Ivan Rosenberg

 

The Group´s principal interest consists in the synthesis and the biological and physico-chemical evaluation of novel, structurally diverse nucleoside phosphonic acids and corresponding phosphonate oligonucleotides containing isopolar P-C bridging internucleotide linkages. The main goals that we pursue, in general, are in bringing a new quality into the area of nucleoside/nucleotide antimetabolites, oligonucleotides interfering with gene expression, and those influencing natural cellular defence mechanisms.

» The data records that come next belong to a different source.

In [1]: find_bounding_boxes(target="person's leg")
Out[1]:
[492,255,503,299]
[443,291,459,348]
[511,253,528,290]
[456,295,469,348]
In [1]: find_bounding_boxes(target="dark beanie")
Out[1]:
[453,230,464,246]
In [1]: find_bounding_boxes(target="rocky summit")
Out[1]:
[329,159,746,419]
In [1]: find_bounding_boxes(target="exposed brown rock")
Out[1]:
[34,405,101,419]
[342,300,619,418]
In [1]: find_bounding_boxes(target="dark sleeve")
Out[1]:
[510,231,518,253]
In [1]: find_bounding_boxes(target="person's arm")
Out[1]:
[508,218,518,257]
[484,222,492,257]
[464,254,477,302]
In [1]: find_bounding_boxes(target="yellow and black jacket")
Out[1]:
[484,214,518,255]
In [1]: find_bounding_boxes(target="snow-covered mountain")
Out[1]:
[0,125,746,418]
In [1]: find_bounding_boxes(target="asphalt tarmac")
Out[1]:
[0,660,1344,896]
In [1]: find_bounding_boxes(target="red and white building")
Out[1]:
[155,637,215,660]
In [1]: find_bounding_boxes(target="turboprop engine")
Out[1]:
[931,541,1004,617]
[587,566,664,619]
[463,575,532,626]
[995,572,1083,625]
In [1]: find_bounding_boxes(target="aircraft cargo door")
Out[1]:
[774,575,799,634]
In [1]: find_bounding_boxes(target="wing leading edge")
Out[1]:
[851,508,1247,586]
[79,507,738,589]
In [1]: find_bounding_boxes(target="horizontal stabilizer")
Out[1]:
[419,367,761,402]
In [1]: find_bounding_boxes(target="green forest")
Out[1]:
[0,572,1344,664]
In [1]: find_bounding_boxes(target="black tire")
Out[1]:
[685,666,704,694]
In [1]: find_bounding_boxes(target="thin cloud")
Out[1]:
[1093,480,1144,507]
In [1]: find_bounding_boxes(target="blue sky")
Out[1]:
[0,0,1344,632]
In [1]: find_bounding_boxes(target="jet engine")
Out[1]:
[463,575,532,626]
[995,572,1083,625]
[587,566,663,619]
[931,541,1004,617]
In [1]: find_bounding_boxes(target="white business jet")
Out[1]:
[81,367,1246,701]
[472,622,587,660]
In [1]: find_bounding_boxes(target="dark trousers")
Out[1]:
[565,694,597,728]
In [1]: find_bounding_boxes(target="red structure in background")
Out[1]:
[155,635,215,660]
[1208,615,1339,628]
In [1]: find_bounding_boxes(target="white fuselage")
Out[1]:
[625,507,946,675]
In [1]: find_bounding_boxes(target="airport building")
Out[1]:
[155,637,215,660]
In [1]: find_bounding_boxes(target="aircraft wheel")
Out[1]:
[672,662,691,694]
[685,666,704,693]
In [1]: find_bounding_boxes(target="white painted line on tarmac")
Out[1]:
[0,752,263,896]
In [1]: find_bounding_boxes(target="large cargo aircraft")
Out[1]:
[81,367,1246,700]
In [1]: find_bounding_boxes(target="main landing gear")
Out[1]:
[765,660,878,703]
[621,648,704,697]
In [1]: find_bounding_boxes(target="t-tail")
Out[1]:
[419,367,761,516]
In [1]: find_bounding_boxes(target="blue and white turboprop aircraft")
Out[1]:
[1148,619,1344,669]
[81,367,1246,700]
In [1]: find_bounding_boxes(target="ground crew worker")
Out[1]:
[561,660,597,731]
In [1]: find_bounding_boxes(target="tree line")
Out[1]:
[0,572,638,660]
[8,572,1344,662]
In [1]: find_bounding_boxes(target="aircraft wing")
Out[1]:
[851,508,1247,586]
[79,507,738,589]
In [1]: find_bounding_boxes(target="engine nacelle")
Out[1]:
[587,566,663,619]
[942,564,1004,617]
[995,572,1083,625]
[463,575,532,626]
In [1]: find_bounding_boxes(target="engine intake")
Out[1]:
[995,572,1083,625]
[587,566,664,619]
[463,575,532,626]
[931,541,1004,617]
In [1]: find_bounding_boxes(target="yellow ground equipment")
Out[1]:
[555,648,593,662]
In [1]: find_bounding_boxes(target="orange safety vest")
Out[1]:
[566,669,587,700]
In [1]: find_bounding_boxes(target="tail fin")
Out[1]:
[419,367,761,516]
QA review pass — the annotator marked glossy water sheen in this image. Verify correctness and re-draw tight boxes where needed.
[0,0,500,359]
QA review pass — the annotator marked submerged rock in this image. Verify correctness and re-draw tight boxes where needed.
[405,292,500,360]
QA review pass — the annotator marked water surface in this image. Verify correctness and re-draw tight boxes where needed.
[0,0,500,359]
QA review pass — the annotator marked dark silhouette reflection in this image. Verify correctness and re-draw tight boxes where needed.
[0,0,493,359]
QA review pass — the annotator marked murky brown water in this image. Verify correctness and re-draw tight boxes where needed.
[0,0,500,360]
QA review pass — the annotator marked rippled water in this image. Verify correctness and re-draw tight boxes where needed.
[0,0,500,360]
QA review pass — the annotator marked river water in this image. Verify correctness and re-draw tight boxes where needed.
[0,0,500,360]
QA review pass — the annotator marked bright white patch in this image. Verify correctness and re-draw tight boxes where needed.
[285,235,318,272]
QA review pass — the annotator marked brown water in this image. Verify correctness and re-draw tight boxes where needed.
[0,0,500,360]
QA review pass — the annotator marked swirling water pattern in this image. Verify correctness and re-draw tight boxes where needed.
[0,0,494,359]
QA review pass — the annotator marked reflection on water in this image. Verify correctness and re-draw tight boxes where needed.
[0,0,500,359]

More specifically, our research is aimed at the synthesis of (i) nucleoside phosphonic acids with respect to their potential inhibition of important enzymes of the metabolism of nucleotides and nucleosides, (ii) chimeric phosphonate oligonucleotides in the ribo and deoxyribo series to evaluate the nuclease resistance, hybridization properties, ability to elicit RNase H activity, cellular uptake, etc., and (iii) oligodeoxynucleotides with CpG motifs and short 5´-phosphorylated 2´-5´ oligoadenylates containing isopolar phosphonate linkages as potential agonists/antagonists of TLR9 and ribonuclease L, resp.

Structural properties of our compounds and their interactions at the molecular level are currently studied in collaboration with partners from inside and outside the Institute. NMR and Raman spectroscopy, surface plasmon resonance, differential scanning microcalorimetry, and MDS and ab initio calculations are currently exploited to understand more clearly the role of nucleotide and oligonucleotide-related structural factors that control interactions with biological targets.